Dark Habits follows a Yolanda Bel (Cristina Sánchez Pascual), nightclub singer, junkie, and former teacher who runs from the police after her sometime boyfriend Jorge (Will More) dies from injecting a bad batch of heroin she bought. She finds in her purse a card given to her by the Mother Superior of a skid row mission who is a fan of hers, so she decides to head to the mission and hide out there. The mission itself has fallen on times as hard as her own: once a shelter for the desperate demimonde, now no self-respecting junkie or prostitute will come there, and the money promised by a wealthy, fascist Marquess to sustain their operation has dried up because his widow, the Marquesa (Mary Carrillo), glad to be free of her asshole husband, doesn’t want to pay up. The Abbess, Julia (Julieta Serrano), has given her nuns absurdly penitent names: the irascible Sister Rat of the Sewer (Chus Lampreave) writes trashy but widely beloved novels based on the lives of the women who used to come to the mission. She publishes these through her sister, who happily keeps all the money and acclaim. Sister Damned (Carmen Maura) raises a pet tiger. LSD-dropping Sister Manure (Marisa Paredes) is a murderess for whom the Mother Superior lied on the stand to protect, causing the guilty sister to feel bound in everlasting repentance to her. Sister Snake (Lina Canalejas) is in love with a priest (Manuel Zarzo), who’s a musical fan.

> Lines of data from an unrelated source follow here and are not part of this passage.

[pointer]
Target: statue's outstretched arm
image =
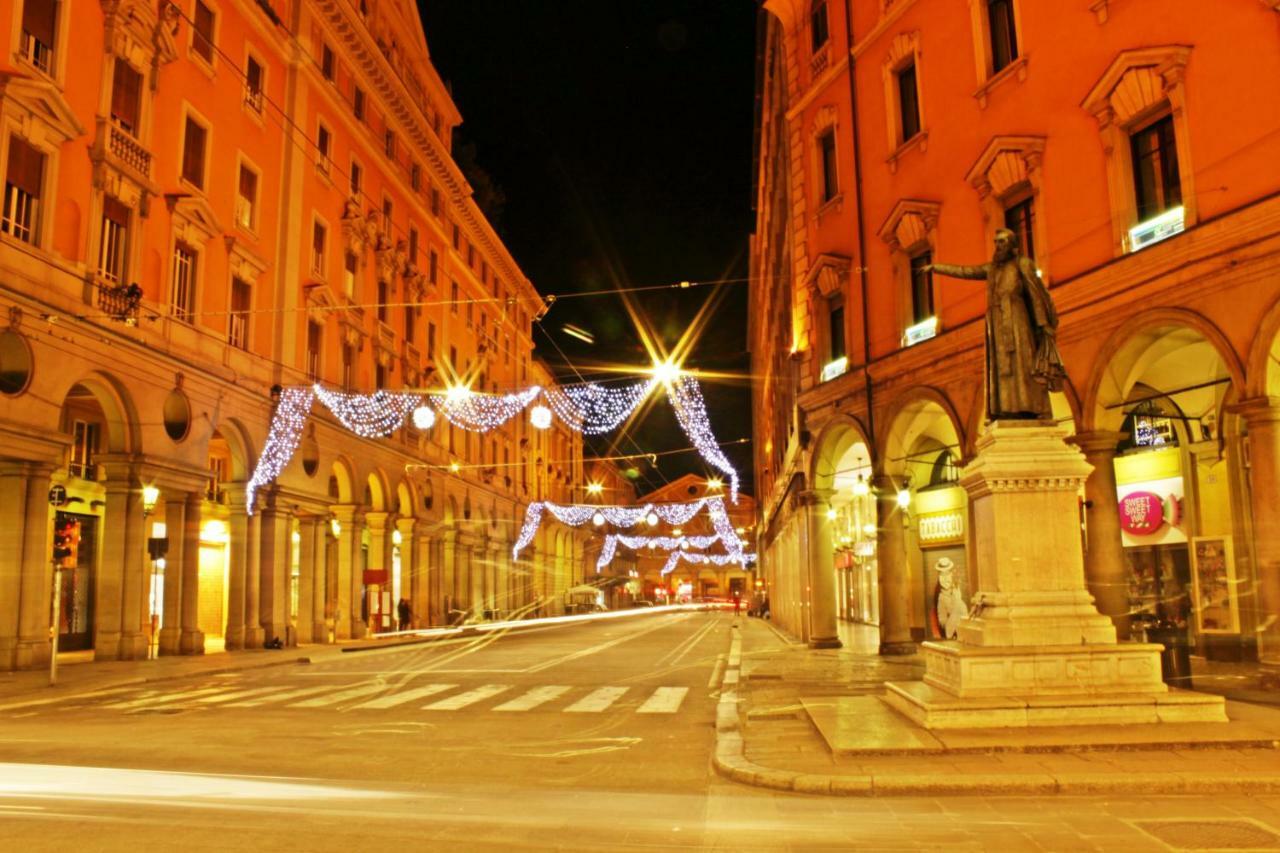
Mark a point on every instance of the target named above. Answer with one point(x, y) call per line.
point(959, 272)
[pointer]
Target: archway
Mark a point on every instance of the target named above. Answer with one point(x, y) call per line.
point(1162, 388)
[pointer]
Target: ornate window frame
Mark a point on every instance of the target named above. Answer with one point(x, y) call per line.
point(1009, 170)
point(910, 227)
point(904, 50)
point(1139, 86)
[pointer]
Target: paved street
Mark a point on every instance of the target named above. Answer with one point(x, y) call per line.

Abbess Julia herself is the film’s dominant character: a drug-abusing, conniving, closeted lesbian, she’s as lovable and intriguing as she is two-faced and occasionally cruel. In love with Yolanda, she’s haunted by two other women. One is Merche (Cecilia Roth), a former nun who returns to the Mission briefly, on the run from the cops, and is taken away the next day. The other, Virginia, was the Marquesa’s daughter, a wayward girl who became a nun herself, and ran away to Africa and was thought to have been eaten by cannibals. The obvious joke—that these ladies of mercy and religion are variously crazed and depraved—is leavened by Almodovar’s genuine interest in them as people, and his delight in the hazy boundaries between sin and sanctity, a purgatory where Julia is the queen. This dialogue of impulses is a key to Almodovar’s whole oeuvre. His inability to hate anyone sees the initially obnoxious Marquesa become a figure of sympathy, and Yolanda, to aid her, must finally outwit Julia, who, desperate to keep her mission going, tries to blackmail the Marquesa into coughing up funds in return for information about Virginia’s fate: yes, she’s dead, but her son has been brought up, Tarzan-like, by apes.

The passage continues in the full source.